None of this is a call for repeal, and none of it requires accusing anyone of bad faith. It is a measurement objection, and a precise one. A policy cannot be declared a fiscal success on a number that, by its own author’s description, counts only the activity that stayed on a UK payroll, excludes the partnership structures that captured the displaced work, and leaves the offshore migration unmeasured.

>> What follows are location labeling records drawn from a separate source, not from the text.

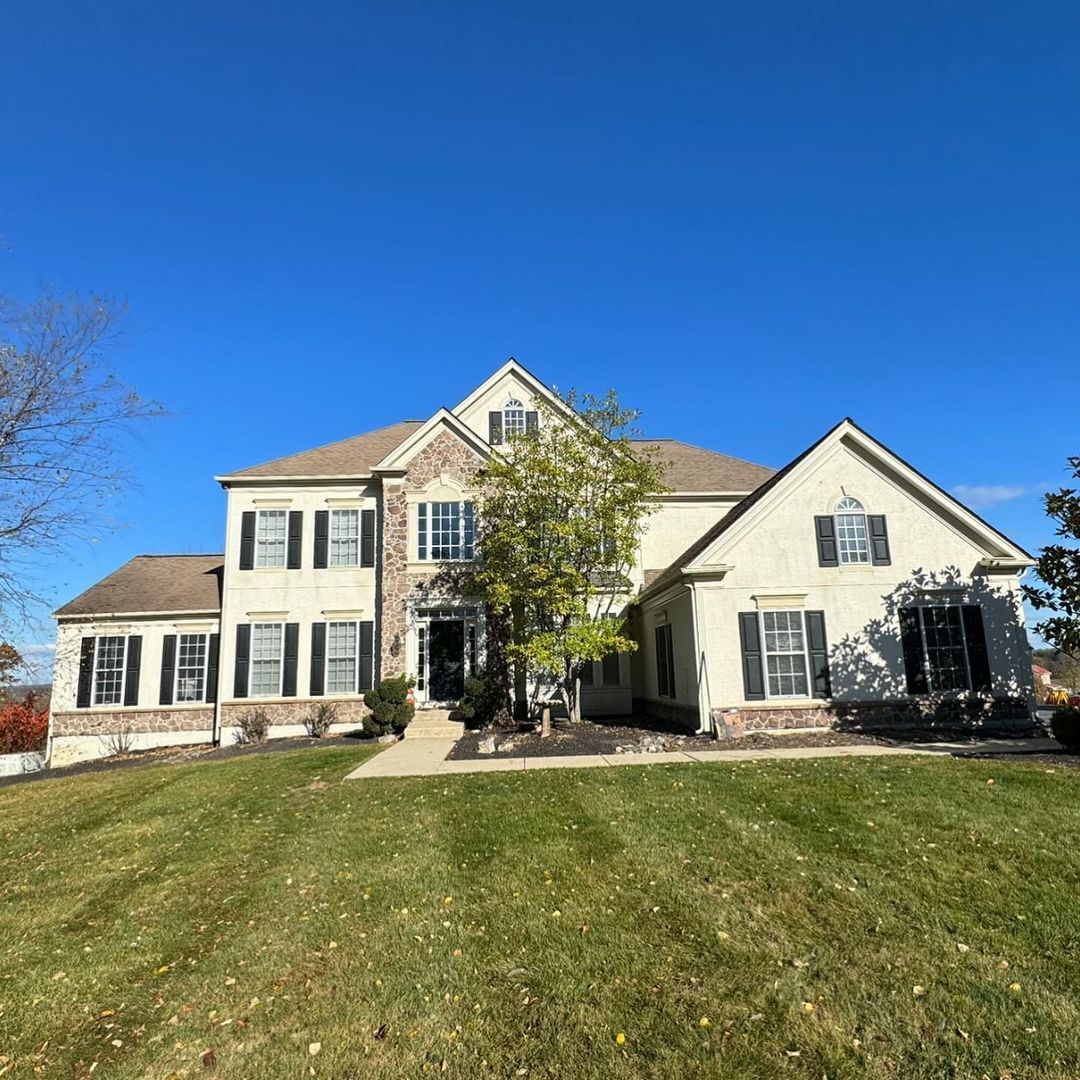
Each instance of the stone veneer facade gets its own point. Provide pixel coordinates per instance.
(444, 456)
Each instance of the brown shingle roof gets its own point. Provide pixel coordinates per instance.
(348, 457)
(694, 469)
(158, 583)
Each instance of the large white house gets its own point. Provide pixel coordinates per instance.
(844, 588)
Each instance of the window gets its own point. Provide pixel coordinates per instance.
(341, 664)
(665, 661)
(268, 640)
(345, 538)
(513, 418)
(270, 534)
(444, 530)
(785, 655)
(852, 545)
(190, 667)
(109, 671)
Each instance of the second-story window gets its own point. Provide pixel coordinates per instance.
(444, 530)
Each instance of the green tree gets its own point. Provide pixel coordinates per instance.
(561, 512)
(1058, 569)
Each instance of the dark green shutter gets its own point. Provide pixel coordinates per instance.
(367, 538)
(910, 639)
(247, 540)
(242, 660)
(819, 653)
(824, 528)
(366, 655)
(750, 642)
(85, 673)
(167, 669)
(214, 647)
(879, 540)
(295, 554)
(979, 662)
(318, 659)
(322, 539)
(133, 663)
(292, 659)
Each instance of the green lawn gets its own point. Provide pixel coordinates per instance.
(753, 920)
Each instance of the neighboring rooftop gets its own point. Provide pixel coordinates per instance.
(154, 583)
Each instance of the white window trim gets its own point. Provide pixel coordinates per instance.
(765, 655)
(123, 674)
(281, 661)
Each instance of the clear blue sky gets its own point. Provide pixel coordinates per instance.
(752, 219)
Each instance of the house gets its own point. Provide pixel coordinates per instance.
(844, 586)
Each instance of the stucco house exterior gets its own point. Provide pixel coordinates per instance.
(845, 586)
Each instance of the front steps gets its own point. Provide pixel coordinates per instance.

The £4.2 billion is real. It is also one column of a two-column ledger. The missing column holds the labour tax forgone where work went wholly overseas, the corporation-tax deductions those offshore contracts generate against UK profit, and the changed tax profile of work routed through a partnership channel HMRC told us it did not analyse. Until someone fills that column in, “£4.2 billion” is not the answer to my first piece. It is a precise measurement of the part of the story that was easy to count — published by the only institution with the data to count the rest, and choosing not to.

That, in the end, is the quiet theme running through this whole series: the channels that are winning are, almost without exception, the channels the UK tax system is least equipped to see.

Sources: HMRC, “Update to the impacts of the 2021 off-payroll working rules reform in the private and voluntary sectors,” 27 February 2025 (Executive Summary; Findings; Tables 1–3; methodology notes on Partnerships and other intermediaries, and on VAT). Figures quoted are HMRC’s own estimates.